Leslie recommends “unthinking,” which he defines as “the ability to apply years of learning at the crucial moment by removing your thinking self from the equation.” Easier said, as they say, but as a general rule of thumb, I do this: when I find myself stuck trying to find the right word or phrasing, I reset, write it the “wrong way,” and move on. On the next pass, I discover the wrong way works well. When it doesn’t, the right way presents itself almost immediately.

Overthinking is vanity. I’m going to make this better than the words that are coming to mind right now. Nope. Writing too much has taught me that I’m not all that clever. Easier to just bull my way through like Kool-Aid Man. Oh YEAH!

(A footnote on parallel universes: don’t pretend Gerhard Richter wasn’t the bad guy’s name in Die Hard. It doesn’t count if you had to check Wikipedia to prove it was actually Hans Gruber. He was only Hans Gruber in our universe. The character’s name was Gerhard Richter in the same parallel universe where they’re called Berenstein Bears and Sinbad starred in a genie movie called Shazaam.)

(A footnote on the belief in parallel universes: I didn’t believe either—until 2016. Now, I’m pretty sure we’re all living in the darkest timeline. Personally, I’ve decided to have fun with it.)

tonics and bromides

As a kid, I thought tonic water was just a weird-tasting soda my grandparents liked to drink. I had no idea it was medicine. Originally, people drank tonic water to ward off malaria. The gin was optional—in theory.

Tonic water contains quinine, a bitter extract of cinchona tree bark that can be effective against the malaria parasite. Today’s mixer no longer contains an effective dose—we’ve left only a trace amount to balance the sweetness of a gin and tonic.

“Tonic,” meaning something medicinal that gives a feeling of vigor and well-being, is an older usage. Think miracle elixirs, snake oil. The word comes from the Greek tonikos, meaning “for stretching,” and ties to our use of the word to describe healthy muscle tone.

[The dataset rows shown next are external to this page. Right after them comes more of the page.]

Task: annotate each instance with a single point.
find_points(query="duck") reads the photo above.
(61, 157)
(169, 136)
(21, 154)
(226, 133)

If you’ve ever read The Fountainhead or Atlas Shrugged, you’ll know that one of Ayn Rand’s favorite words is “bromide.” A bromide is a compound containing bromine. In the 19th century, doctors used bromine salts like potassium bromide for their calming effect on patients. Later, a humorist coined Rand’s preferred usage: Bromides were boring people and the bland, boring things they said—trite platitudes, clichés. In other words, verbal sedatives.

Tonics and bromides. The things authors say to give readers a “feeling of vigor,”—just the feeling, mind you—and the things they say to reassure us without saying anything real at all. Half the damn internet today, tonics and bromides!

My own writing is littered with them. So is yours. They end up all over the page the minute you start typing, like glitter. The purpose of editing is to painstakingly remove them to the extent that your deadline and your word count allow.